Ella se zafó de su torpe abrazo y abandonó la fiesta. Después no apareció por la oficina ni contestó al móvil. Dragan Armanskij vivió su ausencia como una tortura, casi como un castigo personal. No tenía con quién hablar de sus sentimientos y, por primera vez, con una claridad aterradora, se dio cuenta del poder que Lisbeth Salander ejercía sobre él.

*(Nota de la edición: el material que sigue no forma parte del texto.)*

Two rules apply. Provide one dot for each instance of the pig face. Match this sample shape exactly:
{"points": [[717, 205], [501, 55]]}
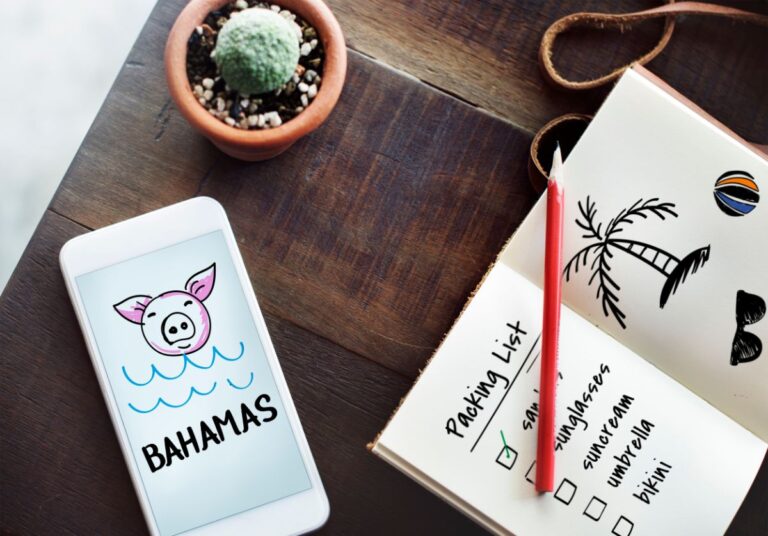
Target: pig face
{"points": [[175, 322]]}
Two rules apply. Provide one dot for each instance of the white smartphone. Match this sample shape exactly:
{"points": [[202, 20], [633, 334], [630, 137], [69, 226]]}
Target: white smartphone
{"points": [[191, 380]]}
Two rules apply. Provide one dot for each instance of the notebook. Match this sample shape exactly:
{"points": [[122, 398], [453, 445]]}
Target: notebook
{"points": [[662, 403]]}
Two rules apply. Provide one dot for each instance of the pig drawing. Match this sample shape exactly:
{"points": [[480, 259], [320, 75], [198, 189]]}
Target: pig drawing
{"points": [[175, 322]]}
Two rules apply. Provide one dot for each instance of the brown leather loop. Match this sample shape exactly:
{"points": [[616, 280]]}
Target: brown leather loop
{"points": [[623, 20], [566, 129]]}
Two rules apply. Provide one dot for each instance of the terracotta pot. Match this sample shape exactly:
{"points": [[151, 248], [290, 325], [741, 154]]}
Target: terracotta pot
{"points": [[257, 144]]}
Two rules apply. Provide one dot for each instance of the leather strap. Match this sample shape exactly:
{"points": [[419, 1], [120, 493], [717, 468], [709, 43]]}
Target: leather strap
{"points": [[624, 20], [543, 143]]}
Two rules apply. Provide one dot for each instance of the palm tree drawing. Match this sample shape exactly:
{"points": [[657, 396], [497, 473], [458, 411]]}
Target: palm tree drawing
{"points": [[605, 241]]}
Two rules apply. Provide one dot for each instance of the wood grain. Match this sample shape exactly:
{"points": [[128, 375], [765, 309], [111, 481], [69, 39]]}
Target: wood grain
{"points": [[62, 470], [362, 241], [371, 232], [485, 52]]}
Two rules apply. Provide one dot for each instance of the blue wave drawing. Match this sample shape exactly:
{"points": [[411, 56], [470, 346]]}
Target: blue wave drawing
{"points": [[187, 361], [161, 401], [246, 386]]}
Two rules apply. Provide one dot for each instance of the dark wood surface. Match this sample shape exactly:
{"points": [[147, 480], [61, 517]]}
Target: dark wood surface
{"points": [[362, 242]]}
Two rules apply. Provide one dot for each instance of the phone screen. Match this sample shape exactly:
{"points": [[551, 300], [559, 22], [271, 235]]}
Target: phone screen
{"points": [[194, 390]]}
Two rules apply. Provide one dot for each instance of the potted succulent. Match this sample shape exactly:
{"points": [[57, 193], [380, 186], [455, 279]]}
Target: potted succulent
{"points": [[254, 77]]}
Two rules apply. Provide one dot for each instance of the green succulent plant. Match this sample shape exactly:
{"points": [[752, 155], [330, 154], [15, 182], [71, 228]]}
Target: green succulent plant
{"points": [[257, 51]]}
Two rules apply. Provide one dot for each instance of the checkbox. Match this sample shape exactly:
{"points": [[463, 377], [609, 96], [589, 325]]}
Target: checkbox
{"points": [[530, 476], [565, 491], [595, 509], [507, 457], [623, 527]]}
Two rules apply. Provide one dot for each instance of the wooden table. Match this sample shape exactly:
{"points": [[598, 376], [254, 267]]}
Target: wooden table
{"points": [[363, 241]]}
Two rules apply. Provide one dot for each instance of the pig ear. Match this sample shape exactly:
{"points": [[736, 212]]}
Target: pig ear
{"points": [[200, 285], [132, 309]]}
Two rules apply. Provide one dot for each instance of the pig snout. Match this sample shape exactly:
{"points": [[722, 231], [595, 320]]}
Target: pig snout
{"points": [[176, 328]]}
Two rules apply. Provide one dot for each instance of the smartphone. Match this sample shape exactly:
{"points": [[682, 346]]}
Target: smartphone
{"points": [[190, 377]]}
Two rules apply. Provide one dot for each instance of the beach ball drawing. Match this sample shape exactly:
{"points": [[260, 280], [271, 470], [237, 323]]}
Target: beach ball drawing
{"points": [[736, 193]]}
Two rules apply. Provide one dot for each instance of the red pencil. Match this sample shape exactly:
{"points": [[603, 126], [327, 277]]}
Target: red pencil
{"points": [[553, 260]]}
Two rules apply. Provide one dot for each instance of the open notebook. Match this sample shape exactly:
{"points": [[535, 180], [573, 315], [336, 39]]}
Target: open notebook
{"points": [[663, 398]]}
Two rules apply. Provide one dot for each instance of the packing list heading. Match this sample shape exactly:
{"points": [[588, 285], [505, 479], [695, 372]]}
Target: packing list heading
{"points": [[473, 401]]}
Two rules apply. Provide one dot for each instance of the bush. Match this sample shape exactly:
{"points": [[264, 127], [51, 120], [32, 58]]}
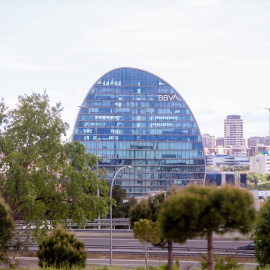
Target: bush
{"points": [[221, 263], [61, 249]]}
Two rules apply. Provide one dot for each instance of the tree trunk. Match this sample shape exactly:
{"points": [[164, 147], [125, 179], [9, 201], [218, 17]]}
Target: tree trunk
{"points": [[170, 259], [210, 251], [145, 248]]}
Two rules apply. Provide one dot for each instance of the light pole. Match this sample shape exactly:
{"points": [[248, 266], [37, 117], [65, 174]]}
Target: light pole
{"points": [[111, 210], [94, 115]]}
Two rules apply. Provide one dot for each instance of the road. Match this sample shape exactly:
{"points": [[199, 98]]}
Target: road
{"points": [[134, 243]]}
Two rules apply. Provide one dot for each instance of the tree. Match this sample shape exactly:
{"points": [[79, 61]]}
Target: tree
{"points": [[61, 249], [149, 209], [44, 178], [201, 211], [261, 236], [6, 231], [121, 209], [146, 231]]}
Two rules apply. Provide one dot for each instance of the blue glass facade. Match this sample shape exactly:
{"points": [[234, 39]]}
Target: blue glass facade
{"points": [[131, 117]]}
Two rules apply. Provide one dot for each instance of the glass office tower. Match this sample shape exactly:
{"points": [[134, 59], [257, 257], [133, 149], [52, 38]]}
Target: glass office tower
{"points": [[131, 117]]}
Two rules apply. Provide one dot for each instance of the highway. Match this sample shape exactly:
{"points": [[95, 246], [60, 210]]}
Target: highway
{"points": [[132, 243]]}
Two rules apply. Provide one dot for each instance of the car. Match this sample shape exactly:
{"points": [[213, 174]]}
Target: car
{"points": [[251, 247]]}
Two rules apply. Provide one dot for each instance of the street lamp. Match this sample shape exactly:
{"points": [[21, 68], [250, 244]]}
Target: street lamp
{"points": [[111, 210], [94, 115]]}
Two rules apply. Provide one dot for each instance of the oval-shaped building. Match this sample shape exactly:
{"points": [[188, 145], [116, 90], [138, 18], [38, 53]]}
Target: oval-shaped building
{"points": [[131, 117]]}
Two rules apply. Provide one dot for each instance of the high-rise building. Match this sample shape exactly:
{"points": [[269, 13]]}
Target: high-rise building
{"points": [[131, 117], [220, 141], [233, 131], [208, 141]]}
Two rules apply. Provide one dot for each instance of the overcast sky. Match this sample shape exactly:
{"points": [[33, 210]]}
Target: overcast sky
{"points": [[216, 54]]}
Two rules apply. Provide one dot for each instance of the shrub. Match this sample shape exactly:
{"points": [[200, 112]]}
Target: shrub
{"points": [[221, 263], [61, 249]]}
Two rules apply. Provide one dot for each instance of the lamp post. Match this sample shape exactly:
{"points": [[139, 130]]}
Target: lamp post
{"points": [[111, 210], [96, 145]]}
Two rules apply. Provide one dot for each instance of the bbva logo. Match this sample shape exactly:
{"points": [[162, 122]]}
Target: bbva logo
{"points": [[167, 97]]}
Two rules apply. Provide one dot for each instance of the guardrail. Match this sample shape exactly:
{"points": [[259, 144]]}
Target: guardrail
{"points": [[117, 223], [153, 252]]}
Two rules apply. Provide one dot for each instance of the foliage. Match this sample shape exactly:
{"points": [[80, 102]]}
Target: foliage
{"points": [[258, 181], [149, 209], [61, 249], [261, 236], [146, 231], [121, 209], [200, 211], [6, 224], [221, 263], [146, 209], [43, 177], [6, 232]]}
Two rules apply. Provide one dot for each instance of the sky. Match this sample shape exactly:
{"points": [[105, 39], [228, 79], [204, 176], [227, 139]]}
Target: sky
{"points": [[216, 54]]}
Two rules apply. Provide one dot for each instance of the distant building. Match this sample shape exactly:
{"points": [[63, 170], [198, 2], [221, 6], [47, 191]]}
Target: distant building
{"points": [[225, 160], [223, 178], [220, 141], [131, 117], [233, 131], [253, 150], [208, 141], [260, 163], [254, 141]]}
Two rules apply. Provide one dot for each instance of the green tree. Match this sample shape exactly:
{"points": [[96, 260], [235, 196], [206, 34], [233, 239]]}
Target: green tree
{"points": [[149, 209], [6, 231], [43, 177], [146, 231], [201, 211], [261, 236], [121, 208], [61, 249]]}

Tres semanas después, una noche de enero, ya tarde, en la que Armanskij se había quedado en su despacho para revisar el balance anual, Salander volvió. Entró tan imperceptiblemente como un fantasma; de repente, él advirtió que, a dos pasos de la puerta, alguien le estaba observando desde la penumbra. Ignoraba cuánto tiempo llevaba allí.

– ¿Quieres café? -preguntó ella, ofreciéndole una taza de la máquina de café del comedor. Lo aceptó en silencio y sintió tanto alivio como temor cuando Lisbeth, después de cerrar la puerta con la punta del pie y sentarse en la silla, lo miró directamente a los ojos. Luego le hizo la pregunta prohibida de tal manera que le resultó imposible desviarla con una broma o evitarla-. Dragan, ¿yo te pongo?

Armanskij se quedó como paralizado mientras buscaba desesperadamente una respuesta. Su primer impulso fue negarlo todo con aire ofendido. Luego vio su mirada y se dio cuenta de que, por primera vez, le había hecho una pregunta íntima. Sonaba seria y si intentaba esquivarla con una broma, se lo tomaría como un insulto personal. Quería hablar con él; Dragan se preguntó cuánto tiempo llevaría armándose de valor para soltarle la pregunta. Lentamente, dejó su bolígrafo en la mesa y se echó hacia atrás en la silla. Al final, acabó relajándose.

– ¿Qué te hace pensar eso? -le preguntó.

– Tu modo de mirarme y el de no mirarme. Y las veces que has estado a punto de extender la mano para tocarme y te has detenido.

De repente él sonrió.

– Me da la sensación de que me cortarías la mano de un mordisco si te llegara a poner un dedo encima.

Ella no sonrió. Seguía esperando.

– Lisbeth, yo soy tu jefe y aunque me sintiera atraído por ti nunca haría nada.

Ella todavía seguía esperando.

– Entre tú y yo: sí, ha habido momentos en los que me he sentido atraído hacia ti. No puedo explicármelo, pero es así. Por alguna razón que no entiendo te quiero mucho. Pero no me pones.

– Bien. Porque nunca pasará nada entre tú y yo.

De repente Armanskij se rió. Por primera vez, Salander le había dicho algo personal, aunque fuese la respuesta más negativa que un hombre podía oír. Intentaba buscar las palabras adecuadas.

– Lisbeth, entiendo perfectamente que no te interese un viejo de más de cincuenta años.

– No me interesa un viejo de más de cincuenta años que es mi jefe -dijo, levantando una mano-. Espera, déjame hablar. A veces eres idiota y un burócrata insoportable, aunque, al mismo tiempo, me pareces un hombre atractivo y… yo también puedo sentirme… Pero eres mi jefe; además, conozco a tu mujer y quiero conservar este trabajo. Lo más estúpido que podría hacer sería tener un rollo contigo.